I have identified the problem and we can close out this issue. The esp32-c6 is powered by a 500mA linear regulator and it is not strong enough to handle 20 dBm TX. I have reduced the ESP_PHY_MAX_TX_POWER in the sdkconfig and everything is working now. The behavior was unpredictable when the voltage dropped, and it didn't drop far enough for the brown out detection to kick in.

For now we will reduce the max TX power, but in the future the linear regulator will be beefed up.

mantriyogesh commented 1 month ago

Oh this looks concerning.

It will try to involve the phy team for this. Btw, in sure you would have taken care, but is the input power sufficient?

mantriyogesh commented 1 month ago

I got the update from physical team on this.

If they use C6 module, we recommend the power supply current of module is not less than 500 mA. Following table is the Wi-Fi power consumption of C6-WROOM-1 module.

tmp_fb5bfdf9-616f-4de1-aba6-513b2e02a3d7

Also,

If the antenna matching circuit is mismatch, it will impact the RF PHY power.
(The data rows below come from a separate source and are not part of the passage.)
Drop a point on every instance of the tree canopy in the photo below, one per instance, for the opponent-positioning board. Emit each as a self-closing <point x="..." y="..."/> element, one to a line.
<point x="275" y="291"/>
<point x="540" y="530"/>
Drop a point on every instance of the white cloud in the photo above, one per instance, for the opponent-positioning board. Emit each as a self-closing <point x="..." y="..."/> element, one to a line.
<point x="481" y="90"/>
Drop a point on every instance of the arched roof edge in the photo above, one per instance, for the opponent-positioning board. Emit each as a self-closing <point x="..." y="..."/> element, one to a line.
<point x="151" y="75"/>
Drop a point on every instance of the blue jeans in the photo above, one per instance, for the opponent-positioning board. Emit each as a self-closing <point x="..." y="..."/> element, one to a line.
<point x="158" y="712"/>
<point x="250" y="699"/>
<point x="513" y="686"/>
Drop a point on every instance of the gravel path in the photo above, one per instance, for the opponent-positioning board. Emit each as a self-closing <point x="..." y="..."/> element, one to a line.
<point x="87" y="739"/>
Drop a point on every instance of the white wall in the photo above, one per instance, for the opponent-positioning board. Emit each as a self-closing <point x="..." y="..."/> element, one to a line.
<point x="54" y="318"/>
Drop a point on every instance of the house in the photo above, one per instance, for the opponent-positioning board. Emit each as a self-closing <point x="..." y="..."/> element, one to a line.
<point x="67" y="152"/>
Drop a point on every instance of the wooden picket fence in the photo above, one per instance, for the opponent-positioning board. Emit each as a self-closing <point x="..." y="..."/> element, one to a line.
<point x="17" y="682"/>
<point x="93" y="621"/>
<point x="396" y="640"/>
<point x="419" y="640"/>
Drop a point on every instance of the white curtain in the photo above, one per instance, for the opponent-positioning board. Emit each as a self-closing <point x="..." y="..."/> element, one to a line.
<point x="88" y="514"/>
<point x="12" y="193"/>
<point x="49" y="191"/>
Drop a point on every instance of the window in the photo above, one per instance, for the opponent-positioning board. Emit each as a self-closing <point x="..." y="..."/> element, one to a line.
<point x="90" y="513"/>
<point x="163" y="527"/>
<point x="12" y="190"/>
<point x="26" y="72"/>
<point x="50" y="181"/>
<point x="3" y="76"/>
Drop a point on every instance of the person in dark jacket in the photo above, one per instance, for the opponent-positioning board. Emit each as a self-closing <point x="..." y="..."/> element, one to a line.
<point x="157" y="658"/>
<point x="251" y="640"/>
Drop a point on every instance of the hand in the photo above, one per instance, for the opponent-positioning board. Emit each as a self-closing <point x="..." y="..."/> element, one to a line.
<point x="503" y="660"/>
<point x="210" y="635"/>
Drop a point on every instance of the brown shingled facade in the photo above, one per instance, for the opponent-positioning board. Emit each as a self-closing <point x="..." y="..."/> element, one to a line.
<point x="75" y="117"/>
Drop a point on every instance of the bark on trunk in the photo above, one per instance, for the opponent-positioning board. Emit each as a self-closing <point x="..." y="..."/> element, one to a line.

When user use ESP chip on board design, they should do antenna matching test or send the board to our RF test lab to verify it.

I am not entirely sure, but I sense the linear regular and antenna design might also be play some role here? I am not deep down into electronics. But let me know if something is to be done with above response from either side.

mdeneen commented 1 month ago

We are using a module:

image

The antenna connector you see in the photo is for a GPS; it is not related to the esp32-c6 module.

Are you suggesting that there is additional impedance matching to be done in this case?

At the moment we are looking at replacing the 500Ma linear supply with either 800mA or 1A, but I'm quite interested in knowing if we should be doing additional RF design or if perhaps we should be disabling 802.11b and g.